L'an 1624. La découverte d'un Louis XIII dans le sol de la forêt de Fontainebleau provoqua un déclic. Conscience de son ancienneté. Sans doute l'objet le plus ancien que je pouvais alors appréhender et garder précieusement. J'avais tellement peur de le perdre à vélo, que je le glisse sous la langue pour ne point l'égarer lors du retour à la maison.

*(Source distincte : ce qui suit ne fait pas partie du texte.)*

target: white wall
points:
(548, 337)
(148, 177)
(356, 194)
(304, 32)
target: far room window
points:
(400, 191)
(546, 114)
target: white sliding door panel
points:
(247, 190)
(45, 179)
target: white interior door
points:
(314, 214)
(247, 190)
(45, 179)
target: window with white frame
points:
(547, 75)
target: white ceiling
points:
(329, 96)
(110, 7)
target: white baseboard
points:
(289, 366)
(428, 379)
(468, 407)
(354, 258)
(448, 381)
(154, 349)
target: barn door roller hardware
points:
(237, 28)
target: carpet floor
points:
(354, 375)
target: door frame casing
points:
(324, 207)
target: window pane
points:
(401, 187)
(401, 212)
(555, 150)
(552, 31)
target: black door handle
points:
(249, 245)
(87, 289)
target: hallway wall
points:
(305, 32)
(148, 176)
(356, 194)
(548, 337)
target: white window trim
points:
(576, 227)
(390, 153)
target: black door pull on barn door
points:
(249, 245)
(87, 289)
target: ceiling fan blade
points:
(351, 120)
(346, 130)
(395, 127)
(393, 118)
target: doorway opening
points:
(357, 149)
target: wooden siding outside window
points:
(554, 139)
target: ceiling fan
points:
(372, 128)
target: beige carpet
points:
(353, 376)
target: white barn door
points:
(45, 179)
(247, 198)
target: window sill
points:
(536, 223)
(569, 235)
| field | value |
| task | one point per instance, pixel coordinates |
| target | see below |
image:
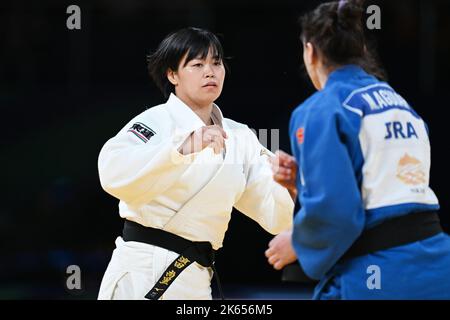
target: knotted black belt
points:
(390, 233)
(189, 251)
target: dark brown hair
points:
(194, 42)
(336, 31)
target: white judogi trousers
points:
(135, 267)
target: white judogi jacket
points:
(193, 195)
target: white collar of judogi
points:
(186, 117)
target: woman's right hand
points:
(284, 168)
(208, 136)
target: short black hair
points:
(336, 30)
(195, 42)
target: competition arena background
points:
(63, 93)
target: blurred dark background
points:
(64, 93)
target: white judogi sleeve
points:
(142, 160)
(264, 200)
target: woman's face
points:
(199, 82)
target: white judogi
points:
(191, 196)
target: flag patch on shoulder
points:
(142, 131)
(301, 135)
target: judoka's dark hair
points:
(193, 41)
(336, 31)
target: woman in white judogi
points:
(181, 167)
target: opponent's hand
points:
(208, 136)
(284, 168)
(281, 252)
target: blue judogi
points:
(364, 157)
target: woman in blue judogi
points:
(368, 226)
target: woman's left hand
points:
(284, 168)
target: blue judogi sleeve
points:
(331, 216)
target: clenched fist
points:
(208, 136)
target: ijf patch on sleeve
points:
(142, 131)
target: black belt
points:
(189, 251)
(389, 234)
(395, 232)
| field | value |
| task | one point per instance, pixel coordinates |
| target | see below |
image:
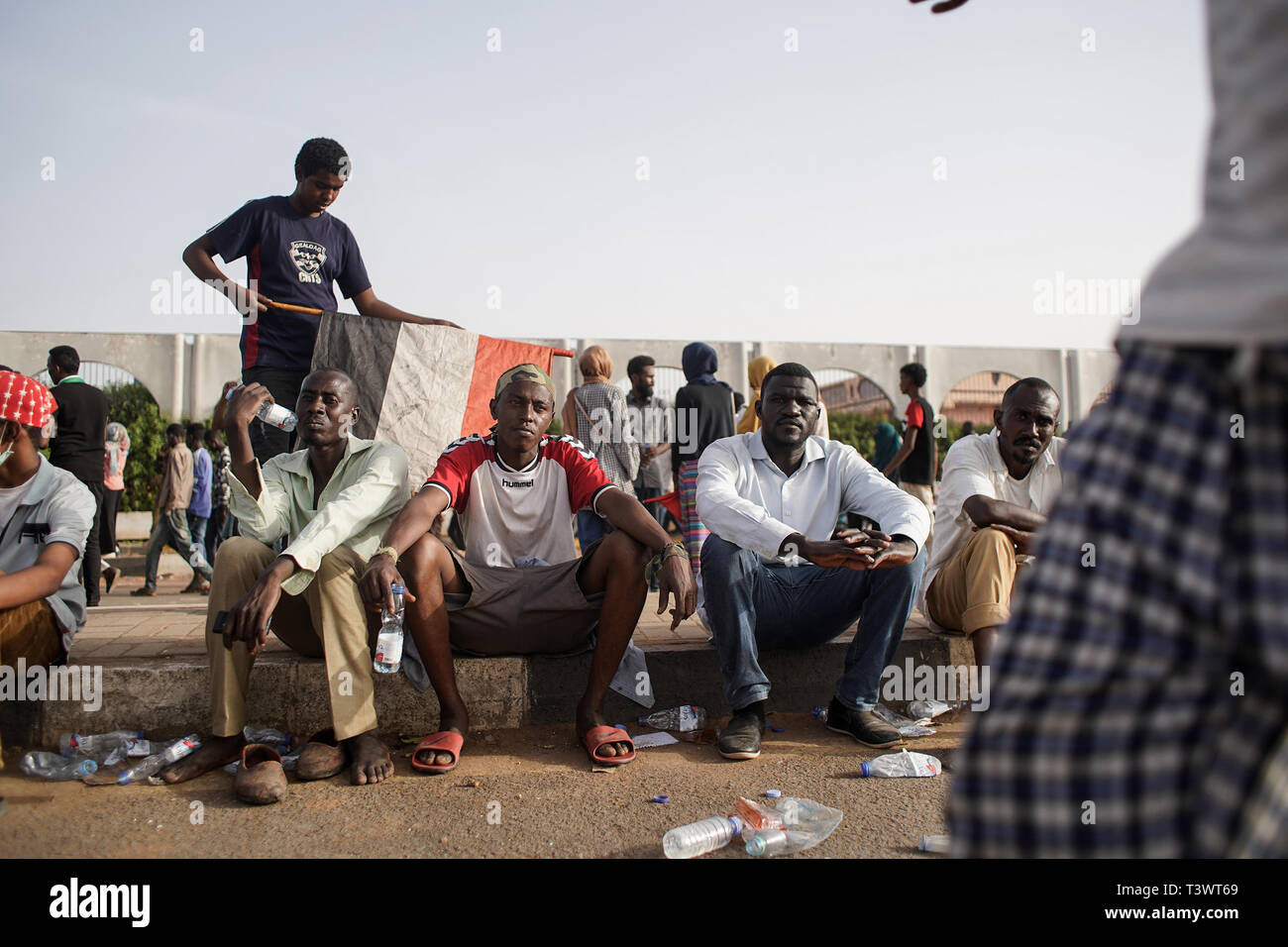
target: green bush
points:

L'héritage de ma grand-mère paternelle donna une autre amplitude. L'occasion de croiser une multitude d'objets en lien étroit avec les anciens de la famille. Tel cadeau patiné, comme cet encrier en olivier, reçu par mon arrière-arrière grand mère en 1880. Imaginer le geste de l'écrivain. Reproduire cette dynamique, effleurer l'objet et se laisser imprégner par l'idée de tendre la main à travers l'histoire.

L'attrait et la poésie des objets était en marche soutenue par cet écho du poême de Lamartine : "Objets inanimés, avez-vous donc une âmeQui s'attache à notre âme et la force d'aimer ?...".